To the Japan Mission project critics my answer is a narrative of my own reactions. In my early years I was antagonistic to all foreign missions. I learned that my antagonism was born of ignorance. I developed a state of indiﬁerence. The conclusion was home in on me that my indifference was due to laziness. When ignorance and indifference were overcome I found there were substantial justiﬁcations galore both for foreign missions in general and for our Japan Mission in particular.
Such was the program that challenged the action of the laymen. This action manifested itself in two ways:
First — a campaign of education.
Second — an intensive study of the business problems of the church;
The National Laymen’s Committee committed itself at the outset to the proposition that a Universalist constituency fully informed on the subject of the Five Year Program will endorse it and subscribe its share.
You are familiar with the educational policies adopted by the committee. We have sent laymen and ministers into scores of parishes to expound the program.

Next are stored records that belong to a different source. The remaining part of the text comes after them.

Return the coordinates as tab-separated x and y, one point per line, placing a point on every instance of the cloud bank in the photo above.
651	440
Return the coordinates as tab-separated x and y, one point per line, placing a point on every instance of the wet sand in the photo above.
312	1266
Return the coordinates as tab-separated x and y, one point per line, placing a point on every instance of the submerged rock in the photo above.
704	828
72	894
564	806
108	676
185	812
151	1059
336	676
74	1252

We have held meetings by the dozen. We have circulated a vast quantity of literature.
But the committee realized that in many cases the wish to co-operate might be defeated by the inadequacy of the organization or the inefﬁciency of the methods of local parishes, and an endeavor was made to solve this problem. Three separate committees of laymen were organized to investigate three distinct ﬁelds of local parish activities, and the results of their efforts are embodied in three separate pamphlets distributed, or about to be distributed, to the parishes in the denomination. This work we believe to be a unique one and an extremely valuable one from the standpoint of future organization efﬁciency. The subjects of these pamphlets are: “Church Finance,” “Church Publicity,” “Church Organization and Administration.” This is a distinct contribution to the denomination which will live long after the immediate purposes of the Five Year Program are matters of history. In their conception of their task the National Laymen’s Committee has endeavored to build a ﬁrm foundation for enlarged denominational activity in the future.

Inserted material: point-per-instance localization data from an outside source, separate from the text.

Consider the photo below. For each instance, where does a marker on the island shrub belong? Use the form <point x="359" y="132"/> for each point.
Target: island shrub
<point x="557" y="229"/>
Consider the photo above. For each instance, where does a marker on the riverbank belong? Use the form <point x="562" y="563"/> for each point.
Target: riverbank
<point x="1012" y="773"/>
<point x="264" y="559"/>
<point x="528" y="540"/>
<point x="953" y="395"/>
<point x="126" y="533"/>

The challenge of the Five Year Program is a spiritual one. Its true description as interpreted by the National Laymen’s Committee must be read in the deeds of the committee, not in the professions of its members.
The Five Year Program is a challenge to the organization efﬁciency of the denomination. We believe heartily in the fundamental idea of self-responsibility and in the application of this idea to the economic, political and sociological activities of mankind. We believe that organization is required to further eﬁectively any meritorious idea. We propose that in the Universalist Church the essential tenets of liberal Christianity shall have an efﬁcient and resilient exponent. The Five Year Program is but the instrument with which we are building an enterprise capable of assimilating and discharging the major responsibilities of to-morrow.
Finally, the Five Year Program is a challenge to the individual good judgment of every Universalist, and to the collective good judgment of every Universalist parish. No external force can compel the approval of the Five Year Program by any individual or by any parish, nor compel the discharge of a quota without approval. The democracy of our spiritual heritage is at once our strength and our weakness. We acclaim our consciences the sole judges of our conduct. It is our responsibility to exercise our consciences and not permit them to atrophy. The National Laymen’s Committee invites you all to join its members in a tremendously interesting spiritual adventure.